Le Wall Street Journal vient de nous confirmer que le sabotage du gazoduc russe a été fait par les Ukrainiens. Kiev a confirmé. N’y croyant pas j’ai mené ma propre enquête. Et les résultats de mes investigations m’ont époustouflé.
Alors… Mea culpa. Oui, Mea maxima culpa. Car comme tout bon complotiste qui se respecte jusqu’à présent je croyais à la thèse farfelue de la responsabilité des Américains dans les explosions de Nord Stream. J’avais tort ! Après de longues recherches, j’ai pu accumuler toutes les preuves nécessaires qui confirment… que les coupables sont bien les Ukrainiens.
Pour commencer, apprenez que je croyais naïvement qu’en mer Baltique à 100 mètres de profondeur l’eau était opaque, noire et sombre, car très peu de lumière atteignait un niveau aussi bas. Je me trompais tragiquement ! En fait, à cet endroit, l’eau est aussi claire et cristalline que celle des plages de Tahiti à 1 mètre de profondeur. Oui, l’eau est tellement transparente que l’on peut repérer le tuyau de Nord Stream à des kilomètres de distance. C’est pas compliqué, si vous plongez n’importe où dans la mer Baltique, vous le visualisez tout de suite. Raison pour laquelle les Ukrainiens l’ont immédiatement trouvé. Pour preuve, après avoir loué un voilier, il ne leur a pas fallu plus de dix minutes pour le repérer et arriver sur place.
Suspicieux comme vous êtes, vous me direz « mais le tuyau Nord Stream fait 1120 cm de diamètre et plus de 4 cm d’épaisseur en acier ; le tout est recouvert d’une couche de béton de 11 cm. Soit une armature de 15 cm d’épaisseur au total. Pour faire exploser une telle épaisseur, il faut de très grandes quantités d’explosif que seul un sous-marin peut apporter, des plongeurs seuls ne le peuvent pas ». Tout comme vous, voilà ce que dit également le site complotiste Wikipédia (et oui, ces cons n’ont pas eu le temps de mettre leur site à jour. Hi Hi Hi. Ils changeront leur version rapidement en déclarant que des plongeurs seuls pouvaient parfaitement accomplir cette tâche si facile).
Néanmoins, j’entends vos récriminations. J’ai y réfléchis et j’ai trouvé la solution technique.
Donc soit les plongeurs ukrainiens ont amené et transporté sur leur petit voilier des tonnes et des tonnes d’explosif (sans que le loueur du bateau ou les autorités ne se posent de question en voyant toutes ces caisses avec marqué dessus TNT) puis une fois arrivés sur place les ont descendues au fond de la mer Baltique en faisant des quantités d’allers-retours (montées-descentes à 100 mètres de profondeur) en les transportant dans leurs petits bras, ce qui est impossible, même Wikipédia le confirme, soit ils ont descendus… avec une simple caisse de vodka.

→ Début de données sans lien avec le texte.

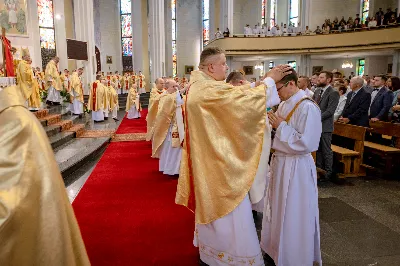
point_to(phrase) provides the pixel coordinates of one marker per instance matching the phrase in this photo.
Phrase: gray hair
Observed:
(359, 81)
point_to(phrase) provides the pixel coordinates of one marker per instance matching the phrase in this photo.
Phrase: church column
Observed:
(157, 38)
(396, 63)
(226, 16)
(61, 38)
(84, 31)
(304, 15)
(304, 65)
(282, 12)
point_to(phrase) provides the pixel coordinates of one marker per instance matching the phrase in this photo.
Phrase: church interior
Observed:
(108, 82)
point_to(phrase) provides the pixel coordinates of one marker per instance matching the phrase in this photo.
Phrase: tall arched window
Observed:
(294, 12)
(364, 10)
(272, 13)
(126, 34)
(206, 22)
(263, 12)
(174, 57)
(46, 30)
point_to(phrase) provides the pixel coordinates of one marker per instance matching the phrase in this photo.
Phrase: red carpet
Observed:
(126, 210)
(133, 125)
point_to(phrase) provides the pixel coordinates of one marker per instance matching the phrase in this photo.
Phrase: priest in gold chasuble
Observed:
(76, 92)
(53, 82)
(37, 223)
(224, 128)
(133, 107)
(169, 130)
(97, 99)
(155, 95)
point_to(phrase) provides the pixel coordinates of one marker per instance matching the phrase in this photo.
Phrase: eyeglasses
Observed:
(284, 85)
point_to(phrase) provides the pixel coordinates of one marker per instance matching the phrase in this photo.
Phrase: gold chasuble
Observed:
(97, 96)
(113, 97)
(76, 87)
(37, 223)
(25, 79)
(165, 116)
(52, 76)
(155, 96)
(132, 100)
(224, 137)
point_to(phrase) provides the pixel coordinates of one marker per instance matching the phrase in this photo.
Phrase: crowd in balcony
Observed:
(379, 20)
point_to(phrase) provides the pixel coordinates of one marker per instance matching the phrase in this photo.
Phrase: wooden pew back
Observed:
(356, 133)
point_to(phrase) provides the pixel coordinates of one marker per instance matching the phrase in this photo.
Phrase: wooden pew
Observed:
(389, 155)
(350, 158)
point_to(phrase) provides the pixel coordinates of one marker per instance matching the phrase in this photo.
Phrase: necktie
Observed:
(352, 96)
(318, 99)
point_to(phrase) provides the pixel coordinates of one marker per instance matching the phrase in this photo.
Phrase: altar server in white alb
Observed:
(133, 107)
(169, 130)
(76, 93)
(53, 82)
(222, 152)
(96, 101)
(290, 232)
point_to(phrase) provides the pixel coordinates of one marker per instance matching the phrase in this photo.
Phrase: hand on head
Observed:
(278, 72)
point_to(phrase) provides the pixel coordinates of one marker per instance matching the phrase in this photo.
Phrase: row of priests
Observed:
(123, 83)
(165, 127)
(103, 99)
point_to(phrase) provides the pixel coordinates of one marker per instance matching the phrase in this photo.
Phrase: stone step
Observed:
(61, 138)
(73, 154)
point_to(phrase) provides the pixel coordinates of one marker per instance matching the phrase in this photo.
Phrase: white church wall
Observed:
(110, 32)
(32, 39)
(375, 65)
(329, 9)
(189, 32)
(245, 12)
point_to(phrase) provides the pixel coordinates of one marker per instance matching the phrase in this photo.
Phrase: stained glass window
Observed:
(126, 26)
(46, 30)
(126, 46)
(206, 22)
(47, 38)
(361, 67)
(272, 13)
(263, 13)
(126, 34)
(364, 10)
(294, 12)
(174, 54)
(45, 12)
(126, 7)
(271, 65)
(292, 64)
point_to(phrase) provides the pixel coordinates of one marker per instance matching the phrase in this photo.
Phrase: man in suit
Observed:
(327, 98)
(381, 100)
(355, 111)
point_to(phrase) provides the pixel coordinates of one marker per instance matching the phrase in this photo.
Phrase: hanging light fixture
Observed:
(347, 64)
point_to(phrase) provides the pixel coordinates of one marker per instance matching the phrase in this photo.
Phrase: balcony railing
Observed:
(359, 40)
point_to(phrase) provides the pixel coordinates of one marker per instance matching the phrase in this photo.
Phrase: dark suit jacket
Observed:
(357, 109)
(381, 105)
(327, 104)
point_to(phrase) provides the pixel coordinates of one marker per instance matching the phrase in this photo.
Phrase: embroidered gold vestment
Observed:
(224, 138)
(37, 223)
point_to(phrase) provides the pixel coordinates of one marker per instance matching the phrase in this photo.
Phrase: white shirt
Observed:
(309, 93)
(340, 107)
(270, 91)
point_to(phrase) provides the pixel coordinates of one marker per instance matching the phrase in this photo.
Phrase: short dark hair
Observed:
(328, 74)
(291, 77)
(343, 89)
(384, 77)
(235, 76)
(208, 52)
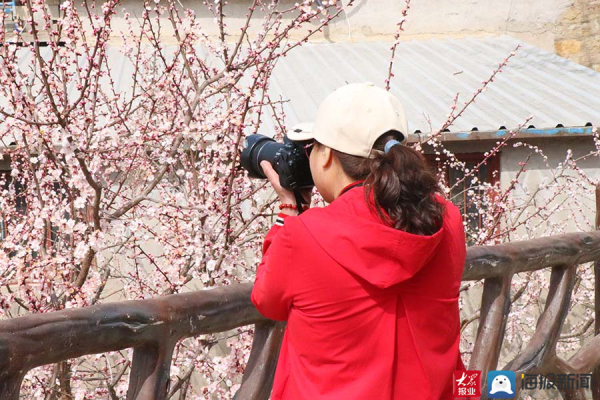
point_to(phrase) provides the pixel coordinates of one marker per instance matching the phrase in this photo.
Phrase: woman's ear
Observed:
(326, 157)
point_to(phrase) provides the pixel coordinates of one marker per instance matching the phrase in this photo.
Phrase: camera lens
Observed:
(258, 148)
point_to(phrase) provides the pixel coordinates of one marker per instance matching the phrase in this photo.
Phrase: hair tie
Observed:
(390, 144)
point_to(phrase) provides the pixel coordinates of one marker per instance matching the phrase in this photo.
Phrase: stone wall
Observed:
(578, 33)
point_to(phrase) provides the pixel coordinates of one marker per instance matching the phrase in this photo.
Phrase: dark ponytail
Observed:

Eh oui ! apprenez encore bande d’ignares sans cervelle qu’à cette profondeur l’énorme pression transforme la vodka… en un puissant explosif justement 10.000 fois plus puissant que la TNT. Il faut le savoir ! Aussi l’explosion d’une seule bouteille de vodka a suffi à provoquer le déplacement du sismographe danois enregistrant une magnitude de 2,3. Confirmé par d’autres sismographes… allemands, suédois, finlandais et norvégiens !!! Voilà, l’énigme des charges explosives est résolue.
Malgré tout, les sceptiques comme vous déclareront encore « qu’à la suite du sabotage un tronçon de 50 mètres était manquant », littéralement pulvérisé, tellement l’explosion a été puissante ! Je leur répondrais qu’une bouteille de vodka disposée tous les 16,66 mètres a suffit. Je le sais, j’ai fait les calculs moi-même. Alors vous pouvez me croire…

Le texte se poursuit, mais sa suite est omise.